Le Vicomte s'interrompit un instant, puis reprit. La première fois que j'ai perdu un être cher à mon coeur, j'ai ressenti une terrible douleur, une douleur oppressante, incessante. Récemment, mon parrain le Comte du Gévaudan est mort. La douleur était là, oppressante, incessante encore. Je suis parvenu à la canaliser, mais pas à la changer. Il déposa la coupe vide sur le coffre. Mon caractère est le même, mes défauts n'ont pas changé et ne changeront pas. Si notre insouciance a disparu avec les printemps, nous demeurons pourtant les mêmes.
Débarrassés de leur fardeau cuivré, les doigts vicomtaux se mêlèrent. Notre enfance est passée, elle est pourtant toujours là. Il en va de même pour cette époque bénie. Le fait que nous en parlions l'atteste. Nous ne revivrons une époque bénie similaire, mais nous en vivrons d'autres. Il ne s'agit pas de refaire, revivre, mais de faire, de vivre d'une manière différente. Les troubles sont partout désormais, les querelles ont pris le pas sur le bien commun. Un nouveau sourire se dessina sur le visage décontracté d'Actarius.
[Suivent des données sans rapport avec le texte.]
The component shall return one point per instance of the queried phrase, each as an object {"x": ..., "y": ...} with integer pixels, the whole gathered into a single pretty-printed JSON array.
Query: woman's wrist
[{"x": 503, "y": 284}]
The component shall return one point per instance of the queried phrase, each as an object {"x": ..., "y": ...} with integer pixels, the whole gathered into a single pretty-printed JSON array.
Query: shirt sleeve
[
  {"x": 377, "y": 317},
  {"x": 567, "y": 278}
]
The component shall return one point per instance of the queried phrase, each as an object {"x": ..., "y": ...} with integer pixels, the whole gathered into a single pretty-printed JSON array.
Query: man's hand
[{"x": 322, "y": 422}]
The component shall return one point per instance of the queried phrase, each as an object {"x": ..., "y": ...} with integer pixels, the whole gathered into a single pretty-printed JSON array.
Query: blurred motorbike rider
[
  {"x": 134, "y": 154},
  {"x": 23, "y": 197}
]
Mais ils ne viennent pas de ce que nous sommes, ils viennent d'attitudes tronquées par les événements. Le sentiment de devoir toujours être sur la défensive, de devoir enfoncer l'autre pour s'élever ou encore d'avoir ce besoin d'être puissant pour exister. Nous pouvons intervenir là-dessus, car les attitudes peuvent changer. Et c'est à ce prix que nous vivrons d'autres époques bénies. Voilà ce que je crois profondément.
Le regard du Vicomte s'illumina d'une pointe de malice. Nous ne sommes plus insouciants Sara, mais nous serons toujours les enfants que nous avons été. La philosophie n'était pas le fort du Languedocien, à l'évidence. Mais malgré sa maladresse en la matière, il avait le mérite de croire en cette forme d'idéalisme primitif. Car oui, pour arriver à une telle vision, il fallait bien partir du principe que l'homme était bon par essence et non un querelleur patenté dès son premier cri. Etrange d'ailleurs que la première manifestation d'une vie fût un cri... un cri de râleur, un cri de plaisir, un cri d'orgueil, un cri de rage ? Les interprétations ne manquaient pas et c'était bien là tout le drame de cette société. Car avant de considérer le cri comme un cri, on cherchait déjà à le catégoriser. Avant de considérer un homme pour un homme, on cherchait à le classer dans un parti, une idée, un défaut, une qualité, un jugement. De là, naissaient les rumeurs, des rumeurs venaient la propension à se tenir sur la défensive et de cette propension coulait les réactions excessives à l'origine des querelles. Enfin, si le narrateur était philosophe émérite, cela se saurait.
Le garde échanson apparut. Dans le couloir, où il était de piquet, il avait calculé un certain temps, puis avait décidé de venir refaire un service. Là encore, il marqua des points auprès de son maître.